WedSmith is a wedding conference being held in Salt Lake City on September 28th at the Grand America Hotal. It's a pretty big deal with big-deal speakers like Silvia Weinstock (the best known cake designer out there, hailing from New York City), Lara Casey (the editor of Southern Weddings Magazine), Jen Campbell (of Green Wedding Shoes blog fame), Anne Barge (couture wedding gown designer), and Utah's very own Tessa Woolf (Utah Bride and Groom Magazine editor), among others. At the WedSmith conference, wedding professionals can learn stuff--really cool stuff, about how to take their businesses to the next level. I really wanted to go and when I saw a contest giveaway for a ticket to the WedSmith conference, I jumped right on it. Local wedding vendors were asked to submit their best wedding tip, and the top two wedding tips would be chosen. Guess who they chose?!? Well, I was one of them. Hurray for me! I got a ticket!
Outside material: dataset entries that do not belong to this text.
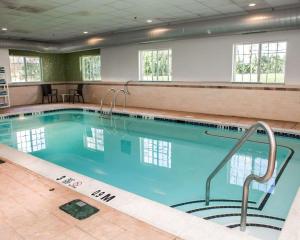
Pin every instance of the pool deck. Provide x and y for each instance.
(28, 210)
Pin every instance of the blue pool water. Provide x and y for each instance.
(164, 161)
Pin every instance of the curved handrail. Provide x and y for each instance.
(116, 97)
(251, 177)
(107, 93)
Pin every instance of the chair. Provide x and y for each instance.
(77, 93)
(49, 93)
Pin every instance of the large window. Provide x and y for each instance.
(25, 69)
(259, 62)
(155, 65)
(90, 67)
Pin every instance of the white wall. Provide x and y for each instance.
(4, 61)
(202, 59)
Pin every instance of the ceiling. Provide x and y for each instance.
(61, 20)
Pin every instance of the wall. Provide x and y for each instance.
(253, 102)
(72, 64)
(53, 66)
(4, 61)
(198, 60)
(202, 62)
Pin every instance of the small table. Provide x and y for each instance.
(64, 95)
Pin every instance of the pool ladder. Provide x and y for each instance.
(251, 177)
(115, 93)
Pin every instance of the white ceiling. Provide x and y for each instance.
(57, 20)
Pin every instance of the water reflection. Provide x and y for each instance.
(94, 139)
(242, 165)
(156, 152)
(31, 140)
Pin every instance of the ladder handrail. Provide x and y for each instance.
(106, 94)
(116, 97)
(251, 177)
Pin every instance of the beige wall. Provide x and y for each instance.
(255, 103)
(198, 59)
(263, 104)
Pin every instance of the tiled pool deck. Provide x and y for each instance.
(30, 211)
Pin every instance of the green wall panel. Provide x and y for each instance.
(58, 67)
(72, 64)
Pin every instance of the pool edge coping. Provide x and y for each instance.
(232, 126)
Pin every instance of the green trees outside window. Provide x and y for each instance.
(260, 62)
(25, 69)
(90, 68)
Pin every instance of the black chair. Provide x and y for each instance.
(77, 93)
(49, 93)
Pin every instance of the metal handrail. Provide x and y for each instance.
(116, 97)
(251, 177)
(107, 93)
(126, 86)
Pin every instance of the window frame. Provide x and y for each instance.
(25, 69)
(233, 77)
(81, 68)
(141, 68)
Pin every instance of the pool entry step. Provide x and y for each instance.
(79, 209)
(228, 213)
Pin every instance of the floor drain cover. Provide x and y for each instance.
(79, 209)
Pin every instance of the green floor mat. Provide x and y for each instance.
(79, 209)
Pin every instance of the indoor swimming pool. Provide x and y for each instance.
(166, 161)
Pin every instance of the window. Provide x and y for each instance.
(259, 62)
(155, 65)
(25, 69)
(155, 152)
(90, 67)
(31, 140)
My wedding tip? How to cut your wedding cake. Seems simple, right? Not so fast. Read below to see what I said, or click HERE for the entire blog post about it on Utah Bride and Groom's blog. AND, stay tuned for more great wedding tips to follow. I've been making a list of all the little things you don't think of until you're in the thick of your wedding day.
The winning tip:
How to cut your wedding cake—never thought about that, did you? Seems pretty simple, but unless you have a wedding coordinator guiding you through your day (which is a fabulous idea, by the way), you probably won’t quite know what to do with that big, beautiful cake.
The DJ will announce that it’s time for the cake cutting and you’ll make your way to the cake and say, “What do we do?” As a wedding photographer who always captures this moment, I cannot count how many times I have heard these words from the bride and groom as they stand in front of the cake, looking overwhelmed and confused, while all of their wedding guests crowd around them to watch this fun wedding tradition.
I often step in and assist at this point if there isn’t a wedding coordinator on hand, but it’s good to be prepared with these tips before you step up to the cake and wield that big, shiny knife.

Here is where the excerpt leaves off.